3. Le dispositif de péréquation
Aucun mécanisme n’a été annoncé pour assurer l’égalité entre les régions. On peut espérer que les fusions de départements riches et pauvres permettront une meilleure répartition mais rien ne le garantit. Le président du Sénat a recommandé une répartition des nouveaux impôts selon des critères fiscaux et la réalité démographique, pour ne pas rendre les collectivités pauvres,encore plus pauvres.


4. Fausse décentralisation ?
Certains vont plus loin. Ils parlent de ré-féodalisation des liens sociaux (Alain Supiot, docteur d’Etat en droit) ou de destructions des contre-pouvoirs (Jean-Paul Huchon, homme politique, président du conseil régional Ile de France). Ces réformes seraient une fausse décentralisation : elles éloigneraient les élus des citoyens (par exemple en réduisant de moitié le nombre d’élus régionaux et département ou encore selon les raisons évoquées ci-dessus).

Il serait également question d’une transformation des entreprises privées en décideurs (via les Partenariat Public Privée).



IV. Conclusion
Ces propositions risquent bien de chambouler notre administration.

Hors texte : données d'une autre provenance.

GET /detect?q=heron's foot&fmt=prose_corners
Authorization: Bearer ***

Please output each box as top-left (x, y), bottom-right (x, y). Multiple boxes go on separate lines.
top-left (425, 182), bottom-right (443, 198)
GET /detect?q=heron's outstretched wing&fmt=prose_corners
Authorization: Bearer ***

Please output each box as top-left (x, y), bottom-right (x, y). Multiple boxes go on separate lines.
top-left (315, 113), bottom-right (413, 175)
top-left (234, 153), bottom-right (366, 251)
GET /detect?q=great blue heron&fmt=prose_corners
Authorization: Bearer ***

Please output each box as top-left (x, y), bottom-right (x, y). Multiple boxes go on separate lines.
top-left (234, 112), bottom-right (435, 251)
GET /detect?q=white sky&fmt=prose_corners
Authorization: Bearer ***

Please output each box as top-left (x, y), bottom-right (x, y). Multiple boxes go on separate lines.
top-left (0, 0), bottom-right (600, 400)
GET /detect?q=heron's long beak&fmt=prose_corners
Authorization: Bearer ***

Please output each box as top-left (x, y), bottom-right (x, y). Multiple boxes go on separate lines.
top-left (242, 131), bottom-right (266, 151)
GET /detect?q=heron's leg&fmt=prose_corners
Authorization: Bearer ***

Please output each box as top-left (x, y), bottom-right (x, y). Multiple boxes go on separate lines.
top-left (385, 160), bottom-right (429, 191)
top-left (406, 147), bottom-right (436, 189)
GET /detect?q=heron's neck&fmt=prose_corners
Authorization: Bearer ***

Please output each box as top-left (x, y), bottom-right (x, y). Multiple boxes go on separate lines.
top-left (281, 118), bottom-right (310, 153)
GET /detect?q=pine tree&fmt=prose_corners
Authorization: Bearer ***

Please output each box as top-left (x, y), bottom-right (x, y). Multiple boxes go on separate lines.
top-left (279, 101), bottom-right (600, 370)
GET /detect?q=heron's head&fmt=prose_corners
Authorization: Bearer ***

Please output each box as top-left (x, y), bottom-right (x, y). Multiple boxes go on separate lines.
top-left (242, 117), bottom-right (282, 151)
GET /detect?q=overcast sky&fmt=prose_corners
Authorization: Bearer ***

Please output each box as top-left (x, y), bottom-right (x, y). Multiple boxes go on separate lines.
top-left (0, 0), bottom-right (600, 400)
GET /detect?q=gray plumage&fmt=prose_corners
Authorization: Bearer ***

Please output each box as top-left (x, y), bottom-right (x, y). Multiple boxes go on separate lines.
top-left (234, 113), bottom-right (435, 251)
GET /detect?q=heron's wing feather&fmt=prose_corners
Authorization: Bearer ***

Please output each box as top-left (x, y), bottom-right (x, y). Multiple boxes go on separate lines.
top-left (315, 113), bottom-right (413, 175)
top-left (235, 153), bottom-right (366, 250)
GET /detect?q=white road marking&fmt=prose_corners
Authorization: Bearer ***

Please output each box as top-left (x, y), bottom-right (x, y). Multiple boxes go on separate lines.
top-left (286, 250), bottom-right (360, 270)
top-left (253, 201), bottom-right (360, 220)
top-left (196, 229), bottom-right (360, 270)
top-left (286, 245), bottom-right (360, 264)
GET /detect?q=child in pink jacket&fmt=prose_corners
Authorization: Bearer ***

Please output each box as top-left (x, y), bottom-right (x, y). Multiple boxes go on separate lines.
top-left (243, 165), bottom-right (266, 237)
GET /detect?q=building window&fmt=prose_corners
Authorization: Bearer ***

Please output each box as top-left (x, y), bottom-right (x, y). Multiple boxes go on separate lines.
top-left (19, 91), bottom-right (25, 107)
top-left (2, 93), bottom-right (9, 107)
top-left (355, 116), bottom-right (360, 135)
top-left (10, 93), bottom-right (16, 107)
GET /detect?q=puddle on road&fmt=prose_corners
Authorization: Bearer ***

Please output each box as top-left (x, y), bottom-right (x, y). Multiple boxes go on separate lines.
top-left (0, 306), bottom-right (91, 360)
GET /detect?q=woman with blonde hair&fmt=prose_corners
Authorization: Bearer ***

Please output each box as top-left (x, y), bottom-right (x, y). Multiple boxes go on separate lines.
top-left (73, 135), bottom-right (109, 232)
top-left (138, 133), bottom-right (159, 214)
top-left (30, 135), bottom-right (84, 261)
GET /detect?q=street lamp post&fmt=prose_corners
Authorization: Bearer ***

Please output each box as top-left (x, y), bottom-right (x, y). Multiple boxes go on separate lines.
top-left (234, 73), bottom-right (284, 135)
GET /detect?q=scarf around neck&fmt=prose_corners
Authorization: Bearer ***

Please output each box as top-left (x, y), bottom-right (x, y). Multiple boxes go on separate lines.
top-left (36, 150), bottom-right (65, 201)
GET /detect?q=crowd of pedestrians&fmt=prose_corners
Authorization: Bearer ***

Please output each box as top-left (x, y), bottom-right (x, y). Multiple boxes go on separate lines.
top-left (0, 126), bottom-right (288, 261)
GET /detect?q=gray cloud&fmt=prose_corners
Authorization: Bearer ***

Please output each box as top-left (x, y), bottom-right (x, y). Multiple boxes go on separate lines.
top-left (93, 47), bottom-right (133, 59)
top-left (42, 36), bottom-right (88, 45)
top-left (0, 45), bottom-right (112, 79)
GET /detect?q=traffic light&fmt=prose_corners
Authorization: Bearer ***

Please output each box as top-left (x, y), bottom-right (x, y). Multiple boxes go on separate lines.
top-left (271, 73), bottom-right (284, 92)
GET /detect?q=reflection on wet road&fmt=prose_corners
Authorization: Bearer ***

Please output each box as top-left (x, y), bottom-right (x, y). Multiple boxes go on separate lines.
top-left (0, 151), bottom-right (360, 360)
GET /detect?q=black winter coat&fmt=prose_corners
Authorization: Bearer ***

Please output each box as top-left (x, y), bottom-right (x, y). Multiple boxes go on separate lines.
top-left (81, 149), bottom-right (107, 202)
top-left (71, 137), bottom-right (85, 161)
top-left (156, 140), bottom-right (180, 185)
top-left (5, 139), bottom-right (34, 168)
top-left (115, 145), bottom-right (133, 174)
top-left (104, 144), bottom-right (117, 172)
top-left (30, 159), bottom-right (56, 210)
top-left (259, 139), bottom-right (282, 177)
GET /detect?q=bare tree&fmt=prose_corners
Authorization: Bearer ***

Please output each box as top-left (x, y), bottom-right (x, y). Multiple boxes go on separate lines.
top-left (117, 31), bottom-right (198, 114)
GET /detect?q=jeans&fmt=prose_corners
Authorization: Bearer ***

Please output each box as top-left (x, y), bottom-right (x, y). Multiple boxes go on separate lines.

D’un coté, elle va permettre de réaliser des économies et de créer des synergies ; d’un autre, elle va créer des mécontents : principalement ceux qui perdront leur place.

Il s’agit d’une réforme que M. Sarkozy tient à cœur et qui sera mise en place.
Toutes les modalités ne sont pas encore clairement établies mais elles sont actuellement étudiées lors des conseils des ministres.

On remarque une opposition, particulièrement chez les élus et la gauche, mais il semble indéniable que cette réforme apportera plus d’efficacité et des économies.

Le projet sera présenté en conseil des ministres le mercredi 21 octobre avant de passer au Sénat avant la fin de l'année. La réforme des collectivités territoriales prévues à la base pour la fin 2009, n’aboutira vraisemblablement pas avant les élections régionales de 2010.

  • Edit 07/12/09: L'agence de notation Moody's prévoit qu'en raison de la suppression de la taxe professionnelle, les collectivités territoriales (en particulier les régions) vont voir leurs finances se dégradées.